Statistical analyses

All statistical analyses were performed in R version 1.1.453. Linear mixed-effects models (LME; nlme package) were used to observe changes in O2 as a function of embryonic age (dpf). Model selection was conducted by removing non-significant main effects or interactions, except for mass, which was always included in the model. Once visually assessed through Q–Q plots and residual versus fitted plots and compared against un-transformed O2 data using the Akaike information criterion (AIC), O2 was log transformed for both species to meet assumptions of normality. In LMEs for both species, logged O2 was used as a response variable, age and treatment were fixed effects, mass was used as a covariate and clutch was used as a random effect.

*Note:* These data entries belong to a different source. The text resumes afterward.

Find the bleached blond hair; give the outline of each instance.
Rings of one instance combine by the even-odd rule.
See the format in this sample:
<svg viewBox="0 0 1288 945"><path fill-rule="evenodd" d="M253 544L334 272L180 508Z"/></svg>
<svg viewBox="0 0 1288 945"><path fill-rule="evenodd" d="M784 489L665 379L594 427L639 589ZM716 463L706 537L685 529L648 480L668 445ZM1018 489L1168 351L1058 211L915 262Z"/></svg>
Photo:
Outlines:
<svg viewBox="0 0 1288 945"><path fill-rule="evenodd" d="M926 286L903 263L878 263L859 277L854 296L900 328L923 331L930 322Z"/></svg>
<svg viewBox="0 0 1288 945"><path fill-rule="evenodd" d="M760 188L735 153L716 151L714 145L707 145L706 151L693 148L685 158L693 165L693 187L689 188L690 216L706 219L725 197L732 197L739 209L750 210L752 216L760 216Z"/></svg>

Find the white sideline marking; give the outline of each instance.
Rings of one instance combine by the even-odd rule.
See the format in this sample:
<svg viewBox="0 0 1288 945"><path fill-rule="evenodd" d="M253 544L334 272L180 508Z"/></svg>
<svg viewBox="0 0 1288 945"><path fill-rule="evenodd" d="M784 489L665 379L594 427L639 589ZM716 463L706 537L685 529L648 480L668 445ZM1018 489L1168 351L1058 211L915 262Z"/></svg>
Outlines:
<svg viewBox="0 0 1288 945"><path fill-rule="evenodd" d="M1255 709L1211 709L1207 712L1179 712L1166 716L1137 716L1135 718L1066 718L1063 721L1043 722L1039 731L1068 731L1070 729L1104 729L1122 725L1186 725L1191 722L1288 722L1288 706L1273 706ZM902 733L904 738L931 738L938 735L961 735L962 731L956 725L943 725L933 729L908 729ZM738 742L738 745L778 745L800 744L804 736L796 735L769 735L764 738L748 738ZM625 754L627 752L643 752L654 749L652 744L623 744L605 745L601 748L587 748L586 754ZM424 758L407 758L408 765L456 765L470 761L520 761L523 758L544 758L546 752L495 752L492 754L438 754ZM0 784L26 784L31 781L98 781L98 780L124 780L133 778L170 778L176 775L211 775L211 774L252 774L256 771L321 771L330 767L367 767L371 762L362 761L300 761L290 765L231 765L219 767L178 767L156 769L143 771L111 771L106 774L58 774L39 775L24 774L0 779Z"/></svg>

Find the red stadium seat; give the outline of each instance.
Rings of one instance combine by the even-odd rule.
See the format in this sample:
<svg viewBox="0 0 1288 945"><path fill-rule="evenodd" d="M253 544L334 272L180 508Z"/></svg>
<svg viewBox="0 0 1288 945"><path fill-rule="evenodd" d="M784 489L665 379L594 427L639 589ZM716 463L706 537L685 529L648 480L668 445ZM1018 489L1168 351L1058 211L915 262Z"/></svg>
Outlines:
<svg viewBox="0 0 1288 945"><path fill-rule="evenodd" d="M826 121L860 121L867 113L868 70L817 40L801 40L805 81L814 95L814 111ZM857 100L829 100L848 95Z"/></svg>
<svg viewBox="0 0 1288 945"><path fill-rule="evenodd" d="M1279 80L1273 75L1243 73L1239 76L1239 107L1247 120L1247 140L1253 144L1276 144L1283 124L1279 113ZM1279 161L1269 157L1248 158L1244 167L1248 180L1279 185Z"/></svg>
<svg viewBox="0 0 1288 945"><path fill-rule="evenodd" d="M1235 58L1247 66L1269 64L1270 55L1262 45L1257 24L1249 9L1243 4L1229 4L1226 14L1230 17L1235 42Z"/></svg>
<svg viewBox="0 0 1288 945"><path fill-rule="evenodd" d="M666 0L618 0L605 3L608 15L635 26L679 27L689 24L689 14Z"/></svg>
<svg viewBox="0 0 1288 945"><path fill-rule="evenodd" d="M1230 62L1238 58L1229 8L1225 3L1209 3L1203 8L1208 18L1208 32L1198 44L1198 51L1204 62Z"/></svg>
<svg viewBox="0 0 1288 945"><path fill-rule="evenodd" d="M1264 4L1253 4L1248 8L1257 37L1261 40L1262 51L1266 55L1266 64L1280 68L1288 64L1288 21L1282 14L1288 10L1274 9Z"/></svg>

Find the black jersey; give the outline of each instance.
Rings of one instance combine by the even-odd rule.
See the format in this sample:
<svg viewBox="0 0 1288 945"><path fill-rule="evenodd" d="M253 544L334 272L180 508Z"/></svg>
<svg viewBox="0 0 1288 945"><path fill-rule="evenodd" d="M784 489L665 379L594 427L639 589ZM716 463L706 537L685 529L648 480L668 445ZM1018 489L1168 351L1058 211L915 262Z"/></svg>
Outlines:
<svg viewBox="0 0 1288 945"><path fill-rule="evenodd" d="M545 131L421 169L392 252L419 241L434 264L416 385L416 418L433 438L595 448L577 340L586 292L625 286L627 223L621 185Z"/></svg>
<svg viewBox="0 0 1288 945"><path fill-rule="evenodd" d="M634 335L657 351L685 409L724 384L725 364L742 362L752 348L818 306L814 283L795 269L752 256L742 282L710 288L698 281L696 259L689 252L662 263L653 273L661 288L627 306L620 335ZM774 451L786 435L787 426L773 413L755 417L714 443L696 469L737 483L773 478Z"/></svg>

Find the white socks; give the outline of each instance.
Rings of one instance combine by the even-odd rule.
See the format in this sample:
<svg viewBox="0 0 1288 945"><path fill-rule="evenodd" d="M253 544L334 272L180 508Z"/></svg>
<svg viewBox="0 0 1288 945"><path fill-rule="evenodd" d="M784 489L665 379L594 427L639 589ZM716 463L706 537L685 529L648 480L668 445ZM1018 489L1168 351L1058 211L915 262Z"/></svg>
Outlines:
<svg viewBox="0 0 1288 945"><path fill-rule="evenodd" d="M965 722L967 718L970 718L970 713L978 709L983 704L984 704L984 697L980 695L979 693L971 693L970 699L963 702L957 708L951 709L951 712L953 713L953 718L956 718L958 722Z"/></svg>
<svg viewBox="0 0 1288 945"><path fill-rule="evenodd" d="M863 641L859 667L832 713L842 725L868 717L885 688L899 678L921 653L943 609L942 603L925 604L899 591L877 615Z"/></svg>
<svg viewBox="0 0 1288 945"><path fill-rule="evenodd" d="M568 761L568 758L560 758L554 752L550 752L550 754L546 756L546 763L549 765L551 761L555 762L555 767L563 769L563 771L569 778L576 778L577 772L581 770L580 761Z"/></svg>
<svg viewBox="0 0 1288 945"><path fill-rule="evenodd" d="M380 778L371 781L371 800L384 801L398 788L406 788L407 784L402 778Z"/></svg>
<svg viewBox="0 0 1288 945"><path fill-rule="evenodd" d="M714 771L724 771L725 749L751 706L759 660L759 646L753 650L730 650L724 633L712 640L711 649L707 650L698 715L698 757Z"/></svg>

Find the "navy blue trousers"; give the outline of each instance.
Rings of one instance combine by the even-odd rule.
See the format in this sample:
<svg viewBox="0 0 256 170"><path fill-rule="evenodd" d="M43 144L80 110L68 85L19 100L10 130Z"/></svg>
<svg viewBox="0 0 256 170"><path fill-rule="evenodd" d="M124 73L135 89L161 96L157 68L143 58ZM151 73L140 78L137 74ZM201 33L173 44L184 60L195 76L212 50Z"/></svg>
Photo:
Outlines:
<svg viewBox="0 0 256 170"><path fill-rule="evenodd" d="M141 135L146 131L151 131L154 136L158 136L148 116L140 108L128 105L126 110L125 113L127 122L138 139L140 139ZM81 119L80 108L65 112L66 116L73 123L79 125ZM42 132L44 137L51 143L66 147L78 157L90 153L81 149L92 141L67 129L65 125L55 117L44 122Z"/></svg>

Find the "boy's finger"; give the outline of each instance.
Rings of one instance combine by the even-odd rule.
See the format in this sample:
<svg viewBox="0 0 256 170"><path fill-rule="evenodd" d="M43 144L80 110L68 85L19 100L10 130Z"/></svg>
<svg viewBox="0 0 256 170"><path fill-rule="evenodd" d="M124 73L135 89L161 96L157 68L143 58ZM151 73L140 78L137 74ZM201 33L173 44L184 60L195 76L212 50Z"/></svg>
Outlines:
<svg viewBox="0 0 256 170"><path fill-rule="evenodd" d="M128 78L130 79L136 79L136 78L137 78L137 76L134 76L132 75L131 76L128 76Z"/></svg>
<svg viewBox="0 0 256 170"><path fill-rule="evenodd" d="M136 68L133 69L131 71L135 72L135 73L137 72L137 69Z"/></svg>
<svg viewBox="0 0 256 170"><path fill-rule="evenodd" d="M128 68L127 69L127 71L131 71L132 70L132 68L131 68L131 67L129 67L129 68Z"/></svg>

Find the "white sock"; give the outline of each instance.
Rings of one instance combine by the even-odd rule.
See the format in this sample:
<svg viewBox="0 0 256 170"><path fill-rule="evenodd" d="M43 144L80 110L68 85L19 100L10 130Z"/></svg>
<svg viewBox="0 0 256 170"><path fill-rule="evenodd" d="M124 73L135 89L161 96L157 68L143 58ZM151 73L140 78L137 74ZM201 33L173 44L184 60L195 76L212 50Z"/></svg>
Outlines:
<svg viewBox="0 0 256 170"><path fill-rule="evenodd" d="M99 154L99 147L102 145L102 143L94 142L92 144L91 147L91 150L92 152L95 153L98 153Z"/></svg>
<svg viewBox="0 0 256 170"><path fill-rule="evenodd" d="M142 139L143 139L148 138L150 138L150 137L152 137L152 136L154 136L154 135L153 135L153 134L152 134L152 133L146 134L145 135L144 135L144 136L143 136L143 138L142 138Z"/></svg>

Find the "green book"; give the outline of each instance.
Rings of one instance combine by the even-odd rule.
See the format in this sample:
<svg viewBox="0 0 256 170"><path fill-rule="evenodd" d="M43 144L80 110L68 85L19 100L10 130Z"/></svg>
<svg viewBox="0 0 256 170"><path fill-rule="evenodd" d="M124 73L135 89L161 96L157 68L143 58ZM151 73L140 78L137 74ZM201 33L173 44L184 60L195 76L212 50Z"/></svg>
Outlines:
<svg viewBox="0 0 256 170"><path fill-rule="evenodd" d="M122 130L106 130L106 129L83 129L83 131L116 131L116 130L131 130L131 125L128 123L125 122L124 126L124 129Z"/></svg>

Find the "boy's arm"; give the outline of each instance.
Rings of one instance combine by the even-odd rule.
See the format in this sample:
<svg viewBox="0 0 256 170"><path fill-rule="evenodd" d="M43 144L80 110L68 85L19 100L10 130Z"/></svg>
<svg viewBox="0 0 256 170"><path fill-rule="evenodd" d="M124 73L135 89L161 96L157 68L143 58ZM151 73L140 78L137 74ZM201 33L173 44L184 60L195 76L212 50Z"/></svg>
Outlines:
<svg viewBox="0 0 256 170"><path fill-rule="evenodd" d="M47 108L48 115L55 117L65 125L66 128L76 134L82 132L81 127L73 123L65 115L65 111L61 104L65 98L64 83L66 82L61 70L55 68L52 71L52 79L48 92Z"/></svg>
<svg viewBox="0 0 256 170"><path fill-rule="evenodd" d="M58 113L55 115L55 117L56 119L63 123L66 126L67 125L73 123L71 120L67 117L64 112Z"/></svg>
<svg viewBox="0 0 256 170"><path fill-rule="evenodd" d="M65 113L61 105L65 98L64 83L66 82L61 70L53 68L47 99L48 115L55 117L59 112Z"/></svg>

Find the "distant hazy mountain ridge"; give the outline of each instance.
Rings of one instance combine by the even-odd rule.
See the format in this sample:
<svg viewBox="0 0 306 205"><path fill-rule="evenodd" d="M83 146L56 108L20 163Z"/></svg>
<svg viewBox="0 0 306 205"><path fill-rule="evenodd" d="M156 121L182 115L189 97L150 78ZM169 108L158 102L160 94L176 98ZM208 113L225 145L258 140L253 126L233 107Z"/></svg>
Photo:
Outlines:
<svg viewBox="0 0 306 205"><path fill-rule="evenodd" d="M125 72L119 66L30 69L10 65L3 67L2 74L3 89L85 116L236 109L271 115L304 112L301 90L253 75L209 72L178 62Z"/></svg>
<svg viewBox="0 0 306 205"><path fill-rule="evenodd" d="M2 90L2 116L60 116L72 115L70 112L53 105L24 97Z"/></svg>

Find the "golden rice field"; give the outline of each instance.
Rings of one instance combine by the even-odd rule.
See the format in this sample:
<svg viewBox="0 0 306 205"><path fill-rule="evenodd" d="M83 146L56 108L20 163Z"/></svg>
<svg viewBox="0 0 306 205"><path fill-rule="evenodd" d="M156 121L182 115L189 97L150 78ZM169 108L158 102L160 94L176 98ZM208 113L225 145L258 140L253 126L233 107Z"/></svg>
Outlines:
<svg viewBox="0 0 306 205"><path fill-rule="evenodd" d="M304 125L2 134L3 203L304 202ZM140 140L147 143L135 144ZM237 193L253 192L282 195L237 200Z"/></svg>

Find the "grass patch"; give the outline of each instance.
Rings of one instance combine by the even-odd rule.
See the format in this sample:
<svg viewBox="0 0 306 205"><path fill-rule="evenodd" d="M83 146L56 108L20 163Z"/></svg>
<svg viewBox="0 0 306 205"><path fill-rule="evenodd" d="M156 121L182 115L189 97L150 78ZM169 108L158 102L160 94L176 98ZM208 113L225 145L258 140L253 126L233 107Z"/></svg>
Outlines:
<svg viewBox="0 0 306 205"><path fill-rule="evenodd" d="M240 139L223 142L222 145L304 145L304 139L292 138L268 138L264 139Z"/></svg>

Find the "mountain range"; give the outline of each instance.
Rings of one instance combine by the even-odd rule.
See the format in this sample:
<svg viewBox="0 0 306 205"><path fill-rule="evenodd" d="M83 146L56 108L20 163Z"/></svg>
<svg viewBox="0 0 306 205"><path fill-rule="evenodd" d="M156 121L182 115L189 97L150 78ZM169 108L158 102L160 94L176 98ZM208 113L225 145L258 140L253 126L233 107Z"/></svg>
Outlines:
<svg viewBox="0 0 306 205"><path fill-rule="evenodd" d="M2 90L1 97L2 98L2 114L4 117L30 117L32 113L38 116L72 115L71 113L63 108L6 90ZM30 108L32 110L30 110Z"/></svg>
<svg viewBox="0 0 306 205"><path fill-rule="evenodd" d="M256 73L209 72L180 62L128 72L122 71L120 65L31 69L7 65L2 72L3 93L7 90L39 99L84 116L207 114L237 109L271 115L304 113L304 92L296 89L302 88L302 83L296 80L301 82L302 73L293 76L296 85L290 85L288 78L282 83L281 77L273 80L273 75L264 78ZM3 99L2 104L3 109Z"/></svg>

LME models were also used to determine changes in ionocyte density and size as a function of embryonic age (dpf). Model selection was conducted by removing non-significant main effects or interactions. Models were visually assessed through Q–Q plots and residuals versus fitted plots to assess normality and equal variances. As a result, and upon comparison with un-transformed O2 data using AIC, ionocyte size was log transformed for both species to meet normality. In the LMEs for both species, ionocyte density or logged size was used as the response variable with age and tissue as fixed effects, and clutch was included as a random effect.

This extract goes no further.